Cedesse o governo à pressão que vem exercendo, haveria benefício temporário para o setor, em especial para uma minoria de proprietários rurais pouco afeitos ao pagamento de empréstimos (dados do Banco do Brasil indicam que apenas 0,3% dos tomadores de crédito respondem por 70% do valor dos calotes aplicados). À custa, porém, do Plano Real e da viabilidade futura de todo e qualquer financiamento adequado à agricultura.
É, portanto, não só do interesse do país, como também do interesse da vasta maioria dos produtores rurais, que a solução se faça pelo ataque à causa e não pela supressão artificial e socialmente nefasta do sintoma.
Se queremos e precisamos de taxas de juros em patamares "civilizados", ponhamo-nos então de acordo sobre a reforma da Previdência, sem recuar diante do primeiro obstáculo, ponhamo-nos de acordo também sobre todas as demais reformas de natureza fiscal, com espírito público e visão de longo prazo.

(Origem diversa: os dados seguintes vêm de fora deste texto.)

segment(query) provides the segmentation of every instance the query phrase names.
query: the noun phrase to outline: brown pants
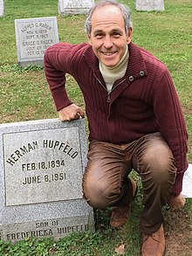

Fora daí, é a reprise do velho hábito de sorver recursos do Tesouro e socializar prejuízos, que destruiu as finanças do Estado e fez decolar as taxas de juros.
Acabar de vez com este vezo secular de certa elite predatória não é tarefa exclusiva do atual governo, que a vem cumprindo corajosamente, mas de todos os que, no Congresso, apóiam seus mandatos na defesa dos interesses gerais dos contribuintes.